There is, sadly, no danger that religious bigots will be denied access to the ample means by which their views about how the rest of us should live are routinely espoused and enforced or protected in law. All that marriage equality will mean is that the civil law in relation to marriage will no longer be one of them.

A final feat of logical gymnastics which the No campaign is hoping will help it fend off total ideological annihilation is the notion that it is a besieged minority subject to bullying and slander by the Yes campaign.

In fact, the only reason we are having this postal survey is because of the efforts, over many years, of a marginalised and oppressed group to assert its rights against the powers that be – powers that have routinely criminalised, persecuted and vilified LGBTI people, forcing them to live their lives behind a shroud of secrecy and shame or risk social and family rejection.

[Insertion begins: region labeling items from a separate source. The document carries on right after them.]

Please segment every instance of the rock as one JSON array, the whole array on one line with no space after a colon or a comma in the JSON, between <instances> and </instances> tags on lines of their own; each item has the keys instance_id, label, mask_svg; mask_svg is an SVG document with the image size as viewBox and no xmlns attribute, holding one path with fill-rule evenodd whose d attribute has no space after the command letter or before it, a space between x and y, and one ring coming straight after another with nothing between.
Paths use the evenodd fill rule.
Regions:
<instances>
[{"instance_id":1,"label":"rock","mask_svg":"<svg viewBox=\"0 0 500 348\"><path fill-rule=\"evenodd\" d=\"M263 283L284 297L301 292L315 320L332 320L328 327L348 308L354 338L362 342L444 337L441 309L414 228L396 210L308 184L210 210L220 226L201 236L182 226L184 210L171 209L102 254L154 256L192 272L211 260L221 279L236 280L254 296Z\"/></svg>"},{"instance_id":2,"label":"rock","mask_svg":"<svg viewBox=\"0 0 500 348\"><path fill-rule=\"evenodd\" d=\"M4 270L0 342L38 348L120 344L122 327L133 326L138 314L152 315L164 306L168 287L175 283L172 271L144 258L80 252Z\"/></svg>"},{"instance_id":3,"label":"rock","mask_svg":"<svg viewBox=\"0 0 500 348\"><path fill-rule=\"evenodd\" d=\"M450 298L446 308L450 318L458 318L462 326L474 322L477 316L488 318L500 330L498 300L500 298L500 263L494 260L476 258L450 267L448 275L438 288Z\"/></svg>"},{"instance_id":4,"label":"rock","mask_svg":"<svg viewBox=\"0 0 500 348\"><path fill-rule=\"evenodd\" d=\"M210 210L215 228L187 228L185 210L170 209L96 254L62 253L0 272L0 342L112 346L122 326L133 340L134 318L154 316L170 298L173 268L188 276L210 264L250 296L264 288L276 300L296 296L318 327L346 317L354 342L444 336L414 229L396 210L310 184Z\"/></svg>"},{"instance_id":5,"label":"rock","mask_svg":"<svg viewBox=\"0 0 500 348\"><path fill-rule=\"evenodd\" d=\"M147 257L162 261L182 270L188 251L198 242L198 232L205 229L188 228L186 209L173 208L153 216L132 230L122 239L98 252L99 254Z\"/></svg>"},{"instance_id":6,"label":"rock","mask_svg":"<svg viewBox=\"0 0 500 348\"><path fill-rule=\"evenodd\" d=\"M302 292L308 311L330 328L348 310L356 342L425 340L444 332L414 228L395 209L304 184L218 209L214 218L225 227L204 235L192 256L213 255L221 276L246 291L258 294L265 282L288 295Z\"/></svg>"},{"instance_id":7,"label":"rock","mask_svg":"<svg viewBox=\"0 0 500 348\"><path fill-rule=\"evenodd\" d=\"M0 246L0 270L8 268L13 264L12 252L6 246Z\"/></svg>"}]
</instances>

By contrast, the No campaign has commanded the loyalty of successive governments since the Marriage Act was amended in 2004, such are its power and influence in mainstream politics. It has, according to media analysis conducted by Streem, received up to four times more coverage than the Yes campaign. And it has the law, weight of tradition and the religious establishment on its side.

Such is the influence of the No campaign that efforts to convince the public that up is down and black is white have not become a total joke. It’s up to the Yes campaign to make sure that No campaigners are made into one this November.